Rebalancing Partitions

As a database evolves, sometimes we need to move data and requests between nodes. This can happen when there are more queries, needing more computing power, or when there's more data, needing more storage space. Also, if a node stops working, the system has to give the failed node's tasks to other nodes to keep running smoothly.

The process to adjust and redistribute data and load across the cluster is known as rebalancing.

Main points about rebalancing

  • Fair Load Distribution: Ensures data storage and read/write requests are evenly shared across nodes.

  • Continuous Operation: The database should remain operational, handling reads and writes during rebalancing.

  • Efficiency: Aims to move the minimum amount of data necessary to reduce network and disk strain.

Rebalancing strategies

We're gonna cover the three important rebalancing strategies:

  • Fixed Number of Partitions

  • Dynamic Partitioning

  • Partitioning Proportional to Nodes

Fixed Number of Partitions

In this approach, the database is split into many partitions from the beginning, with the number of partitions being much larger than the number of nodes. Each node is responsible for several partitions. For example, in a 10-node cluster, you might have 1,000 partitions, with each node initially managing about 100 partitions.

How it works

  • When the cluster needs to grow and a new node is added, this node takes some partitions from the existing nodes. This sharing helps keep the load balanced across all nodes without changing the total number of partitions or how data is assigned to them.

  • On the other hand, if a node is taken away, its partitions get shared among the other nodes. This makes sure the data can still be reached and the workload stays even.

  • The data movement is kept simple by moving whole partitions, making the rebalancing process easier.

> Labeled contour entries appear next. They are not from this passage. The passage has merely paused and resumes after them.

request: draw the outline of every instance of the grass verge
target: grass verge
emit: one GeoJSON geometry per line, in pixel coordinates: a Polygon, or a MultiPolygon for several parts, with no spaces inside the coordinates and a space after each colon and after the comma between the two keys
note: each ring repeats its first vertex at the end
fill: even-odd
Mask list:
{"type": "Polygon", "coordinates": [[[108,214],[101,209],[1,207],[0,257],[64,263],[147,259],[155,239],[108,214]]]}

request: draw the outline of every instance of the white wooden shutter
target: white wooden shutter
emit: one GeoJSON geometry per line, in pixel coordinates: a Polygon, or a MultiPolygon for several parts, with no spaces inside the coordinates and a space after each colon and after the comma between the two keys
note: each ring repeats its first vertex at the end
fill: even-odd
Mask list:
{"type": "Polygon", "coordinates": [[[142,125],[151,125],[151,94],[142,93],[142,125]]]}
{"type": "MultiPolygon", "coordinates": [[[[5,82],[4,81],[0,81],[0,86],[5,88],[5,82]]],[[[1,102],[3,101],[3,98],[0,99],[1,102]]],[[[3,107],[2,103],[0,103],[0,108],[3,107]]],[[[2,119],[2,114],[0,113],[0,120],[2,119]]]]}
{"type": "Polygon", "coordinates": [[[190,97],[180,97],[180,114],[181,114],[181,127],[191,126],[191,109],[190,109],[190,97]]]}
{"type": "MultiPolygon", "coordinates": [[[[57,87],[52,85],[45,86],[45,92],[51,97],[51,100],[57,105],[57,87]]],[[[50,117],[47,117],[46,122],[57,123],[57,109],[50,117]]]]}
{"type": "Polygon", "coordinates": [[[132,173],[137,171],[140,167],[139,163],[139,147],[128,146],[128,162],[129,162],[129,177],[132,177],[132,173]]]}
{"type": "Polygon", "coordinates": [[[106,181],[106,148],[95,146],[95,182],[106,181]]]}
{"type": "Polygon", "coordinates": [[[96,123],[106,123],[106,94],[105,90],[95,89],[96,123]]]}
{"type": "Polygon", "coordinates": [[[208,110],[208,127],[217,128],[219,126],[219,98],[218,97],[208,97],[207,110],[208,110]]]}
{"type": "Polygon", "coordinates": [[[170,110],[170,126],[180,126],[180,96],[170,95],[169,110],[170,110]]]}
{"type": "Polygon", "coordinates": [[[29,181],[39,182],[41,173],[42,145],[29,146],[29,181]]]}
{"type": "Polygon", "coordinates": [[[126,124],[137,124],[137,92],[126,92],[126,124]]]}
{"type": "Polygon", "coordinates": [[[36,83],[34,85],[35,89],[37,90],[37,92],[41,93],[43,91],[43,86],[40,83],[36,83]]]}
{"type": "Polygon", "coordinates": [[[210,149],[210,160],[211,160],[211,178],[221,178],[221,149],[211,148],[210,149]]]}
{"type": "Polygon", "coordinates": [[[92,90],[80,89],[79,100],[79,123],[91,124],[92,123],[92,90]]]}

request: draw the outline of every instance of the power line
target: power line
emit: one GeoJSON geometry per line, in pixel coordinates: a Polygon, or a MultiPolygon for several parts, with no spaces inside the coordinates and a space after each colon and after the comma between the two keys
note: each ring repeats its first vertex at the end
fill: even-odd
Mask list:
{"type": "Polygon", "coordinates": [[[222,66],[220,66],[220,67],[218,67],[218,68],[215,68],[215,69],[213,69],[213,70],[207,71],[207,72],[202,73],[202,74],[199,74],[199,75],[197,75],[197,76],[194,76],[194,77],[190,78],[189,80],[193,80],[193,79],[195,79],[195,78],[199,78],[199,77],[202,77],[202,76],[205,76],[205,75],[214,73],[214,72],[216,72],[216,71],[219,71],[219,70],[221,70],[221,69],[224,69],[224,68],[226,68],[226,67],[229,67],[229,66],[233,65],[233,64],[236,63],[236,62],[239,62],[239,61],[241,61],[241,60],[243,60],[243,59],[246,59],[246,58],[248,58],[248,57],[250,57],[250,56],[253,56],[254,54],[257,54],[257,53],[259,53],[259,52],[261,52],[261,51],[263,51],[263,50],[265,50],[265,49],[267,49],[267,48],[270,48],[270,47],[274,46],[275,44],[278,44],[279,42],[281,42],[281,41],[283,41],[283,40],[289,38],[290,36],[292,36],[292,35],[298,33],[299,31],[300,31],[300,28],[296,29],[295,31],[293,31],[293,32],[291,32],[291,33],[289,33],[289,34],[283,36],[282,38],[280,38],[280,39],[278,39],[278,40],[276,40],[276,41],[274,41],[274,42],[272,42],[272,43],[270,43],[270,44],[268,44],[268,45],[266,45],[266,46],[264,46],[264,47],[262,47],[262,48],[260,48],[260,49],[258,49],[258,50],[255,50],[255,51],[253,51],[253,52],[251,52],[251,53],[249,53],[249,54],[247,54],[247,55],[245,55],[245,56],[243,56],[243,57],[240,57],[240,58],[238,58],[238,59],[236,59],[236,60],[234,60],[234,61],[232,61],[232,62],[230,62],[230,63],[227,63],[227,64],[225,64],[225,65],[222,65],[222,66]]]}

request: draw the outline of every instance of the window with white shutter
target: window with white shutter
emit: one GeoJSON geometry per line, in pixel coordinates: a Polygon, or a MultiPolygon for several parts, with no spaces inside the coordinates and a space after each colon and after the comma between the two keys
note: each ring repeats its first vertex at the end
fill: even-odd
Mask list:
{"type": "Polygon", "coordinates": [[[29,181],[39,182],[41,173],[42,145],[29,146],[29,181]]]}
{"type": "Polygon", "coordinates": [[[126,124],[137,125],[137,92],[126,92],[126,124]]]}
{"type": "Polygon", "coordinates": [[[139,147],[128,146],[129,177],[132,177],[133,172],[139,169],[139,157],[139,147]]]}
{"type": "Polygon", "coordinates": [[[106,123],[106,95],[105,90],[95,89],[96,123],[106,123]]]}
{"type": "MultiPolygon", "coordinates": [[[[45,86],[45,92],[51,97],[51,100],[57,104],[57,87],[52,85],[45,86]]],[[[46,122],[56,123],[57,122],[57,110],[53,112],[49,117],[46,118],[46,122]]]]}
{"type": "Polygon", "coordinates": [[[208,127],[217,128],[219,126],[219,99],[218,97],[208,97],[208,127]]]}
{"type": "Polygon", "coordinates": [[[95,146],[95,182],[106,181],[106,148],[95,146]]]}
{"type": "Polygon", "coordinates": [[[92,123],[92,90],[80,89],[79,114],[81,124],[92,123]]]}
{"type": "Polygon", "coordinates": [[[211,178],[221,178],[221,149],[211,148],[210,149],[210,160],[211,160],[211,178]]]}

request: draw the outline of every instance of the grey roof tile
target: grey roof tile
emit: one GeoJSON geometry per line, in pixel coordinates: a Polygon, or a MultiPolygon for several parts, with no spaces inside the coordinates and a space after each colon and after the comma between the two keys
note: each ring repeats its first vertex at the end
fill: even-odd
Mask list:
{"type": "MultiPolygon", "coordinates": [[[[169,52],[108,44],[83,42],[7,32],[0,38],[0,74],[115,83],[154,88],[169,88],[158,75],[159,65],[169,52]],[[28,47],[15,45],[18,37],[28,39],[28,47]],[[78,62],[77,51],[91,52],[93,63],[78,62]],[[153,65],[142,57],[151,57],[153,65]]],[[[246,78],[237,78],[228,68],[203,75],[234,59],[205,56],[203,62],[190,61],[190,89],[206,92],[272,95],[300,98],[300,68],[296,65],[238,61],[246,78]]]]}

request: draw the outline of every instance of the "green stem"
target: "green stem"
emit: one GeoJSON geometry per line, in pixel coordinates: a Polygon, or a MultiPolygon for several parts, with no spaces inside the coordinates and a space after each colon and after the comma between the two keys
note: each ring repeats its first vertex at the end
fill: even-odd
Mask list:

This way, the cluster can adapt to changes in size or capacity while keeping problems to a minimum.

Pros

  • Makes scaling operations easier by planning the partition layout ahead of time, so adding or removing nodes is simpler.

  • Spreads the load evenly across the cluster by moving partitions instead of single records, making it more efficient and less likely to cause errors.

Cons

  • The first setup needs to plan for future growth, because the number of partitions decides how well the data can be spread across the cluster.

  • Each partition has overhead, so too many can reduce efficiency. Finding the right balance in partition count is crucial for optimizing performance and resource use.

Visual

Dynamic Partitioning

This method adjusts the number of partitions in the database as it grows or shrinks.

For instance, a database initially set up with 100 partitions can dynamically increase to 200 partitions if the total data size doubles, ensuring that each partition maintains a manageable size. Instead of starting with many partitions, the system creates or removes partitions based on the amount of data.

How it works

  • When a partition gets too big, the system splits it into two smaller partitions. This keeps the data in each partition at a manageable size.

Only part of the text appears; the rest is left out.